Jay Electronica raps like an alien. We’ve heard this since his early songs, like “A Prayer for Michael Vick & T.I.,” where he would keep rapping until his signal faded into the ether. Fuck the numbers, it’s all about whether the music is timeless or not, and that’s what he’s been able to accomplish since the beginning. Someone in a comments section about that song said Jay Elec is the Bruce Lee of rap, which is a fitting description. Lee had a calmness to his violence and approached life in a philosophical manner—the same way that Jay Electronica tackles rap. There’s a certain energy about him that draws you in. And there’s no better proof of that than this release, which surprised many of his fans. Whether you fuck with it or not, you have to admit that you hit play as soon as it dropped, out of pure curiosity.

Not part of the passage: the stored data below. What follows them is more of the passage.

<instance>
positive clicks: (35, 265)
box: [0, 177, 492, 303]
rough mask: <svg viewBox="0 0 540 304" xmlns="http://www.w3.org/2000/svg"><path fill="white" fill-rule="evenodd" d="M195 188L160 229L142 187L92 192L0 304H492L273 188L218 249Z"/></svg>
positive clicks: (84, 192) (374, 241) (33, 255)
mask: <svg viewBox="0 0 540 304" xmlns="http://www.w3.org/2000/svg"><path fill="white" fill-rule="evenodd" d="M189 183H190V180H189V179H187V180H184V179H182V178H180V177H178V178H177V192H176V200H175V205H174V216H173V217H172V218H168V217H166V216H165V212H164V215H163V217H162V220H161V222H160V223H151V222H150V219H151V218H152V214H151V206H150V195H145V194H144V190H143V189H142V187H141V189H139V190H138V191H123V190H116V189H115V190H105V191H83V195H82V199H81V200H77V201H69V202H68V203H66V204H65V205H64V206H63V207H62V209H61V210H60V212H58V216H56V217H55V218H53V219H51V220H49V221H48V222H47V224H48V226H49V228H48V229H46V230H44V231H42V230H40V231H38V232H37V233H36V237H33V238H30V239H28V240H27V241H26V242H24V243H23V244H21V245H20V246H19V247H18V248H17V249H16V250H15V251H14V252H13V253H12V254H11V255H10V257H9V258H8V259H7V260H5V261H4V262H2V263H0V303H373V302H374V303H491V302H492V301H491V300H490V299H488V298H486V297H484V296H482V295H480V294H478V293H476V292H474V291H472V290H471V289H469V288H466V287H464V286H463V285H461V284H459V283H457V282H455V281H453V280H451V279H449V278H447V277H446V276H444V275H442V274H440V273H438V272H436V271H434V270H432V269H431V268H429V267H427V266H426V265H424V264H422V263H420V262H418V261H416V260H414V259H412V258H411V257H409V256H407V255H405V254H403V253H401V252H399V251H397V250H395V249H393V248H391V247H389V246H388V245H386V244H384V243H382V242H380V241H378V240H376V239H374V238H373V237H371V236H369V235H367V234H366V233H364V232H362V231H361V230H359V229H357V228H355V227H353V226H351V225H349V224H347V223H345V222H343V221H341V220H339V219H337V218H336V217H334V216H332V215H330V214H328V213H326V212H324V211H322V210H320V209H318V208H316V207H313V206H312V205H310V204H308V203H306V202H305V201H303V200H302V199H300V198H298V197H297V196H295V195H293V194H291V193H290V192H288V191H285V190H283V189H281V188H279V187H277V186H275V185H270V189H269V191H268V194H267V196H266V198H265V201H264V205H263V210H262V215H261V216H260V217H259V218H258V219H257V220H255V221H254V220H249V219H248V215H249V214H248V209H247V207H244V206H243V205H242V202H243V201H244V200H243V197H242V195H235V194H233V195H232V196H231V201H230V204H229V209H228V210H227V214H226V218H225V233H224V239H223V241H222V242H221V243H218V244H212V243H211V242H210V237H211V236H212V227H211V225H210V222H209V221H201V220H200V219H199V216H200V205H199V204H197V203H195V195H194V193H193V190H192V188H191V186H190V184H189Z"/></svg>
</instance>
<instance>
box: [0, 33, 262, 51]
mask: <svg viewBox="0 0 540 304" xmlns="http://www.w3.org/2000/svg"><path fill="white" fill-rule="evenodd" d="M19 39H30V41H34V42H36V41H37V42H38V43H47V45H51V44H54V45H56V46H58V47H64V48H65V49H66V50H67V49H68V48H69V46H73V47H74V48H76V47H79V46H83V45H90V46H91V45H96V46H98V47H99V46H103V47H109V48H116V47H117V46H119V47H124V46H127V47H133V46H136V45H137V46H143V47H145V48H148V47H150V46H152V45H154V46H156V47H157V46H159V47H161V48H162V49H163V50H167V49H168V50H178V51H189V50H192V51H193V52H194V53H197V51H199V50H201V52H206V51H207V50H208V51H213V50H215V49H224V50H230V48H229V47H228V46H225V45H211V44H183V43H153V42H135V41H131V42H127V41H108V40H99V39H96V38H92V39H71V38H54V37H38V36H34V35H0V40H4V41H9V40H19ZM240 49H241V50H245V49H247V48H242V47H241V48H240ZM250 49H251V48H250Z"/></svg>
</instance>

As a longtime Jay Electronica fan, I’m digging the tape so far, even if it took 10 years to arrive. Does it live up to all the hype? At this point, it’s difficult to say, because I still wish we got this along with Act II: Patents of Nobility (The Turn). And I must admit that I still miss The Prestige and references in the music. However, that doesn’t mean that Jay wasn’t in his bag of tricks on this one. He produced the majority of the album himself, while baring his soul, and finally got to release art into the world. I respect the strength required to drop this record, after all the ink that’s been spilled about how his career panned out to some (I’m guilty).
At first, I was skeptical when I saw Travis Scott on the tracklist. I assumed it was going to be a radio single grab, but “The Blinding” has one of my favorite Jac Elec verses on the album. It explains his reluctance to release his album over the years, as he mentions missing deadlines and not living up to the hype. He then raps this towards the end of that same verse: “When I lay down in my bed it's like my head in the vice/When I look inside the mirror all I see is flaws/When I look inside the mirror all I see is bars/In the wee hours of night tryna squeeze out bars/Bismillah, just so y'all could pick me apart?” Electronica at his best when he’s in his most vulnerable state. I wouldn’t have minded him playing with his cadences, flows, and metaphors a little more, a la “Spark It Up,” or the aforementioned “So What You Sayin’.” But that’s just me feeling entitled due to being such a big fan and anticipating this moment for so many years.
These studio sessions must have been incredible to watch, as two lyrical giants went toe-to-toe over some of the best production of this young year. I mean, we finally got JAY-Z over an Alchemist beat on “The Neverending Story” and a mixed and mastered of “Shiny Suit Theory.” (That’s a top 20 Jay verse!) This has truly been a miraculous occasion, and for that I’m grateful for essentially getting a sequel to Watch the Throne. Like Jay Electronica always says, his train is running on schedule.